For most businesses, the single most valuable category of data is customer data, often collectively managed through a customer relationship management (CRM) system.
However, managing a customer database can be challenging, and maintenance becomes increasingly complex as the organization grows.
At the center of many of these challenges is the issue of duplicate records. The management of connections between two customer profiles that belong to the same person is often referred to as record linkage, a.k.a. merge/dedupe or entity resolution. Because of the complexities involved, this is — not surprisingly — a very popular area of research in computer/data science.
For hotels today, accurately merging multiple sources of data (data from multiple property management systems, uploaded file content, etc.) is extremely challenging.

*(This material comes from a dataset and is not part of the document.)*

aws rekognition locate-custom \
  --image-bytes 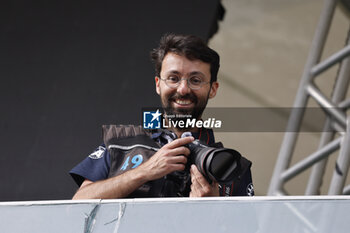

For example, a hotelier may upload a new list from an on-property event, and that list may contain a guest profile with a slightly different name from a record that is already in the property management system (PMS), while other data that follows may clearly be the same.
In this example, multiple records are created for the same person, and this quickly amplifies across multiple properties in a portfolio. The risk is that hotels may may not recognize returning guests, may unintentionally send duplicate communications to the same person and consequently damage brand reputation, or that aggregated data like spend or stays will not be calculated correctly.
Given data challenges like this, many hotels are outgrowing the capabilities of a traditional hotel technology stack, especially hotels fortunate enough to already have a large database of past and incoming guests.
Savvy hotel operators don’t want to be in the business of data processing or warehousing, and they are even less likely to be pursuing more sophisticated machine learning approaches to data management. And, they shouldn’t have to.
The good news is that forward-thinking companies are working to resolve guest profile-related data challenges for hotels, and are already receiving and managing guest data for millions of guests in widely varied formats.